The home-grown industry could also find a solutions niche rather than trying to compete against imported engineered timber products.

"There’s no point making CLT in Scotland that tries to compete with the Austrians because they have the equivalent of timber sausage-making machines that do this at volume; we have small-scale specialist presses," said Craig. "We need to add value so it becomes a system that works for the UK market. That might be a particular CLT that meets particular needs, for example high quality finished thin CLT that could be used in prefabricated system builds for the Custom Build Programme; it might then become a solution."

Rather than "head butting with imported timber on price" home-grown timber should take advantage of its uniqueness.

"Take Volkswagen, which includes the brands VW, SEAT, Audi, Skoda and Porsche.

They all share the same engineering platform but buyers express distinct preferences about what they are prepared to pay. It is as much about your perception of yourself as it is about the engineering. Timber should be the new engineering platform for the housing industry.

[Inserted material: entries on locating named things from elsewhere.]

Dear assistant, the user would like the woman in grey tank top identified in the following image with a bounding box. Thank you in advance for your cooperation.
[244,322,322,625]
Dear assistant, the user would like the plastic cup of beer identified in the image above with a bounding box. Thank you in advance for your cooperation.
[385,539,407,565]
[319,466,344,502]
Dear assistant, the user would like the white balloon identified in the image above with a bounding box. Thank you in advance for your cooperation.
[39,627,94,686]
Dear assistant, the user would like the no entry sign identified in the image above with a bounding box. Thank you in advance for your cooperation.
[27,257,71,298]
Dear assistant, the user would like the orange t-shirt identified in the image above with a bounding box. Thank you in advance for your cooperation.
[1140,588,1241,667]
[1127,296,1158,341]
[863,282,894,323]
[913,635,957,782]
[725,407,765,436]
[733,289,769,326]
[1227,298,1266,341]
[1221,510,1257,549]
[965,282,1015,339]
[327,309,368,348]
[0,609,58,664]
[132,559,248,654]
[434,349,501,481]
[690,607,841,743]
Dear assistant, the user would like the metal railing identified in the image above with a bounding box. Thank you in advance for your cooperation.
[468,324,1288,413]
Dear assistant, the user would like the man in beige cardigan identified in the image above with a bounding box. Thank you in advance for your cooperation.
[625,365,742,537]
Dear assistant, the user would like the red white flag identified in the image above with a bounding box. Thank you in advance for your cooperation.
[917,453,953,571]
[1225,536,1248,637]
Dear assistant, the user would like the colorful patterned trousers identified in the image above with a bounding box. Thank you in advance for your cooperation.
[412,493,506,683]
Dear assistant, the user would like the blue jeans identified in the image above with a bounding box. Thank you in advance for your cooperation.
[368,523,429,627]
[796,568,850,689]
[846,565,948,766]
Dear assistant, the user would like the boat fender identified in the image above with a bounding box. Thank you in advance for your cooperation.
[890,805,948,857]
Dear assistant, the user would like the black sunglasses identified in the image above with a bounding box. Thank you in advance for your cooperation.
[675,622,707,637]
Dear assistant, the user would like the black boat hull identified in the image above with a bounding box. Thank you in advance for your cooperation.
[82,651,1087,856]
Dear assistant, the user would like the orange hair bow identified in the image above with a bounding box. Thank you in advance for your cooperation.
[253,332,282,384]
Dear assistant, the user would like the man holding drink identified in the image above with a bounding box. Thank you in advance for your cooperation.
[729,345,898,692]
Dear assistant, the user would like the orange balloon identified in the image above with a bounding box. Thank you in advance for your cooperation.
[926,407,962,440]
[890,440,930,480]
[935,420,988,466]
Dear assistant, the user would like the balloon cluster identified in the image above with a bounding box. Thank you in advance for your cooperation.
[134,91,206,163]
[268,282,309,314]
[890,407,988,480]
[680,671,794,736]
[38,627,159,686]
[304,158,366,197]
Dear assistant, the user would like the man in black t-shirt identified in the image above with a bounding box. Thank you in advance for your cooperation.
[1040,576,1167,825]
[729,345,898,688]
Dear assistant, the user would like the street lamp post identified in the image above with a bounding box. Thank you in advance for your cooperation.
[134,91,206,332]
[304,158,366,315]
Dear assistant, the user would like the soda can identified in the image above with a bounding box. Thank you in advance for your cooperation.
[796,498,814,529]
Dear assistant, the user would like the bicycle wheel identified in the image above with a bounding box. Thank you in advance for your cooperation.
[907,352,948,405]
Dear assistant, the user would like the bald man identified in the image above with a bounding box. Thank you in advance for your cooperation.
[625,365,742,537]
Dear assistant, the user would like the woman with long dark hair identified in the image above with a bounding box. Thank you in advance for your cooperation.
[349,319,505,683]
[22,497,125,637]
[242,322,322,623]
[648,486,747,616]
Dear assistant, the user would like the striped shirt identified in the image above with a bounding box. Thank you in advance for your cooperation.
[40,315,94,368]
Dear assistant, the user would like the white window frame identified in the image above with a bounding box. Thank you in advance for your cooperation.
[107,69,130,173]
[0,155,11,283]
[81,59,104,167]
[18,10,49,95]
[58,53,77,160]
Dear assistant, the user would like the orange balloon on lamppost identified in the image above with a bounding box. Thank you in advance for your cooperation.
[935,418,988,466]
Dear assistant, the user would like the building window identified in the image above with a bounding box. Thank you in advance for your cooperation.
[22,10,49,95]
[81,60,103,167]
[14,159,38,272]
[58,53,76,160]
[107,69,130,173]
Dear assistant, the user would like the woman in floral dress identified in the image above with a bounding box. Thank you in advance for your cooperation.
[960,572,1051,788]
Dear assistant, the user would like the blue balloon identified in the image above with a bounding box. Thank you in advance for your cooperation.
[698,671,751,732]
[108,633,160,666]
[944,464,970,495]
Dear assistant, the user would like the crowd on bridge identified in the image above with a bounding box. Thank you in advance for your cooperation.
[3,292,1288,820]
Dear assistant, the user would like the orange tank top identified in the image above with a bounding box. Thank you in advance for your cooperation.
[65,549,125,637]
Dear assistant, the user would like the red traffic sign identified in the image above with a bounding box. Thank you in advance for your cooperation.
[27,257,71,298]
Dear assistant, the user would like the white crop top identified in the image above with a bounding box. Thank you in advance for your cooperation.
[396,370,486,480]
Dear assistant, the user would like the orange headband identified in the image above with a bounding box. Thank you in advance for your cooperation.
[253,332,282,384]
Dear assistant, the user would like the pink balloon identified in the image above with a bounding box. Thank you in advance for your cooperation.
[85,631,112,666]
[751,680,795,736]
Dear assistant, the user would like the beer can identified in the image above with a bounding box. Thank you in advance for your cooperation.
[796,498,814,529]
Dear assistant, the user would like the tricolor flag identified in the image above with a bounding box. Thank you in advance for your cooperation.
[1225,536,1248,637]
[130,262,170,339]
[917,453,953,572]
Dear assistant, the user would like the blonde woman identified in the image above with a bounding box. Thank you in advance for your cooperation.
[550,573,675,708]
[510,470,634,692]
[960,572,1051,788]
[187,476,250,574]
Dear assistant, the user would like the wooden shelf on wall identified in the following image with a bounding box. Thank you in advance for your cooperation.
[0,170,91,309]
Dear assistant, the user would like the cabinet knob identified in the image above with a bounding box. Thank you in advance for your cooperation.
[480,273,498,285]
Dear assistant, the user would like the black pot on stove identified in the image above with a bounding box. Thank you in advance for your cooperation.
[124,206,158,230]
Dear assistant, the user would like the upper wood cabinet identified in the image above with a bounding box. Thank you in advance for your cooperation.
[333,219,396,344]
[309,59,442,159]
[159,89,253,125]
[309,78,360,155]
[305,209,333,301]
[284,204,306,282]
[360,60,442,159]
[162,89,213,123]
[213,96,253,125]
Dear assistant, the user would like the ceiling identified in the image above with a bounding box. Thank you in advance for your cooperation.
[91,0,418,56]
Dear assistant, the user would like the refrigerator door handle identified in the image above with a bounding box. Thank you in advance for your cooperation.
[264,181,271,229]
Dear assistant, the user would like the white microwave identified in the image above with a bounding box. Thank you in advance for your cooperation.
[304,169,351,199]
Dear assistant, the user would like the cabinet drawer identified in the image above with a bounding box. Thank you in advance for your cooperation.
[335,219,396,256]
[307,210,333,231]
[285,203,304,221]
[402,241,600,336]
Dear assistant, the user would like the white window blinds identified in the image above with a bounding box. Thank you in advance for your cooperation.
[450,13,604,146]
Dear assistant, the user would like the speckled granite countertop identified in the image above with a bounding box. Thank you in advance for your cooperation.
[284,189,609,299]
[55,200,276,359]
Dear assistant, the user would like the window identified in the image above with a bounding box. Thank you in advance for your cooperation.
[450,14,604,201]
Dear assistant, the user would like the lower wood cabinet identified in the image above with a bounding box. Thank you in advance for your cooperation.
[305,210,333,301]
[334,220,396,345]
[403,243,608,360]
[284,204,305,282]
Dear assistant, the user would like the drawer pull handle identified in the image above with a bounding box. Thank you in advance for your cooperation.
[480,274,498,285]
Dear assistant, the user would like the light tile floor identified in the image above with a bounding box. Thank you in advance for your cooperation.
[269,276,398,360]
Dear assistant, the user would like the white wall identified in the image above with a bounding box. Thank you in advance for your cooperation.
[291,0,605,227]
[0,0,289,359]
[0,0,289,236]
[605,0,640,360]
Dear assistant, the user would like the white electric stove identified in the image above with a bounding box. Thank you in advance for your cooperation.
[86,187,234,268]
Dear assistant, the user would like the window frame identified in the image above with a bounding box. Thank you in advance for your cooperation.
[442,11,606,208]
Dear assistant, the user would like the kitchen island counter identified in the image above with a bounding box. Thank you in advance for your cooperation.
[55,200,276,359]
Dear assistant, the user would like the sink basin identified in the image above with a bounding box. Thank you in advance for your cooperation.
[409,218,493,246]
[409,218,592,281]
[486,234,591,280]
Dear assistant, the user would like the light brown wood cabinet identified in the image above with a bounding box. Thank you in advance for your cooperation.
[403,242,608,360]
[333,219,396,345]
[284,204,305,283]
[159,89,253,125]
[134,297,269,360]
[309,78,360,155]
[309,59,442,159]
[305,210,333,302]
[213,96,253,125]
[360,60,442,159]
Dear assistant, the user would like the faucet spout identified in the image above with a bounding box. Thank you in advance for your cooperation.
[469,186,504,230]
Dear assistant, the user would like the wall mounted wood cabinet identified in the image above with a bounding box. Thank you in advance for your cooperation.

The brands and their price points still need to be conceived of and delivered," said Craig.

While being an advocate for timber, he disregards arguments about the relative environmental merits of concrete, steel and timber as "a waste of time", and acknowledges that every material, sourced and used wisely, has its place.

"We will still use copper for electricity, aluminium for window frames and we will still need concrete," he said. "I can’t bury timber underground yet but there aren’t many materials that are as versatile as timber and that’s its strength. We can form the sturdy turned leg of a table or a utilitarian roof truss, a beautifully engineered glulam, even clogs and the pencils we design with. Timber has multi platform uses yet to be scaled."

In addition to the environmental, aesthetic and versatility reasons to use timber, there’s also an economic argument. "Timber has huge potential as a carbon capture and storage solution.

Conventional carbon capture and storage solutions are expensive, demand new technology to do the capture, the captured carbon is often in the wrong place and needs to be transported to where it can be stored. Whereas carbon stored in timber in the built environment has utility; we can build with. In the built environment, the carbon is insured, maintained as a balance sheet item and, uniquely, increases in value over time.

That’s a completely investible proposition to encourage more people to use timber, not just to build homes but as a new form of carbon capture and storage that can bring carbon investment opportunities," said Craig.

And even more encouragingly, he believes "we’re only just discovering what we can do with timber".

Despite the number and range of professional roles Craig has he is very conscious of the need to have a good work/ life balance, although he admits that even that is something that has to be worked at.

When not designing, teaching or promoting timber he spends time with his family. Swimming is a regular Sunday morning activity and this year Craig and Linda are taking Ceroc, or modern jive, lessons. While he still has a bass guitar, he has passed the mantle of guitarist to their 10-year-old son Ruairidh.

With Craig aged 53 and taking up a new challenge as head of C&C Group, he and Linda have been mindful of ensuring the future for White Design and as part of succession planning a team of talented associates and directors is now leading the business. And whatever the future holds for Craig there’s little doubt he will continue to say yes to opportunity.